Aralık 1950’de Kanada federal hükümeti NRU adında 200 MW termal enerji
kapasiteli büyük çaplı bir araştırma reaktörün kurulmasına karar vermiştir.
Bu reaktörle; tıp ve sanayi sektörlerinde kullanılmak amacıyla Kobalt–60
üretme, araştırma, malzeme geliştirme ve soğuk savaş döneminde ABD için
plütonyum üretmek amaçlanmıştır. Reaktör tasarımı ve donanımlarının imalatı
tamamen Kanada’da gerçekleştirilen NRU reaktörü 23 Temmuz 1957 tarihinde
çalışmaya başlamıştır.
Ağır sulu
NRX ve NRU reaktörleri günümüzde kullanılan CANDU reaktörlerinin teknolojik
temelini oluşturan birçok araştırma ve geliştirme çalışmalarının
gerçekleştirilmesini sağlamıştır. Özellikle NRU reaktöründe, reaktör
çalışmakta iken yakıtın değiştirilebilmesi ile ilgili düzeneklerin (yakıt
değiştirme makinesi) geliştirilmesinde önemli adımlar atılmıştır.
1952 yılında daha önceki nükleer çalışmalarla ilgili bütün sorumluluğu
üzerine almak üzere Kanada Atom Enerjisi Limited Şirketi (AECL)
oluşturulmuştur. Bu şirket 1954 yılında Atom Enerjisi Denetleme Kurulu’ndan
ayrılarak Kanada’da nükleer çalışmaların bağımsız denetimi konusunda ilk
önemli adım atılmıştır (nükleer çalışmaları yapanlarla bunların
denetleyenlerin tam anlamıyla bağımsız olmasına ilişkin güvenlik prensibi).

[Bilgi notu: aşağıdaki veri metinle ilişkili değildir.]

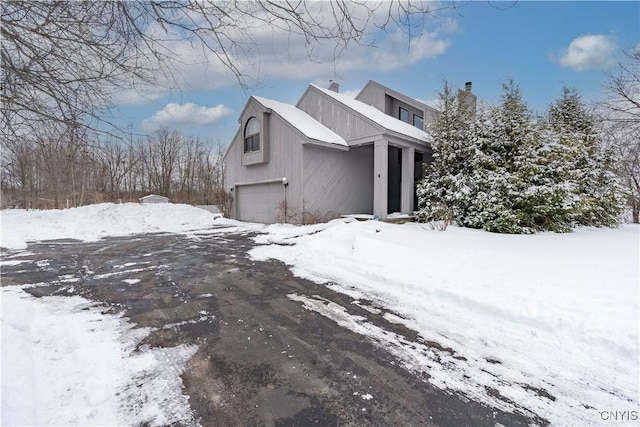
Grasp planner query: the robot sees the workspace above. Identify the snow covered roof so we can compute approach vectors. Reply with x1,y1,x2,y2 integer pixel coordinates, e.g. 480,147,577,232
311,84,431,142
253,96,349,147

1953 yılı sonunda Kanada’nın elektrik üretim şirketi Ontario Hydro ile AECL
arasında, birlikte elektrik üretmek amacıyla ortaklaşa finansmanı sağlanacak
pilot nükleer santraller kurma konusunda anlaşma sağlanmıştır. O yıllarda
Kanada’da uranyum zenginleştirme teknolojisi bulunmadığından, Kanada’da
önemli miktarlarda uranyum madenleri bulunduğundan ve önceki yıllarda ağır
sulu reaktörler konusunda tecrübe kazanıldığından, bu geliştirme projesi
için ağır su yavaşlatıcılı ve doğal uranyum yakıtlı reaktörler ilk tercih
olarak belirlenmiştir. Bu kararın ardından elektrik üretim amacıyla prototip
bir reaktörün geliştirilmesi çalışmalarına başlanmıştır.
1954 yılının ilk aylarında prototip reaktörün tasarım ve inşaat işlerini
gerçekleştirmek amacıyla Kanada General Electric (CGE) şirketi seçilmiş ve
çalışmalar iki grup halinde başlamıştır. Bir grup 20 MW elektrik kapasiteli
küçük güçlü NPD adında prototip reaktörün üzerinde çalışırken, diğer bir
grup da bu küçük üniteyi takip edecek 200 MW elektrik kapasiteli daha büyük
bir reaktörün tasarımı üzerinde yoğunlaşmıştır.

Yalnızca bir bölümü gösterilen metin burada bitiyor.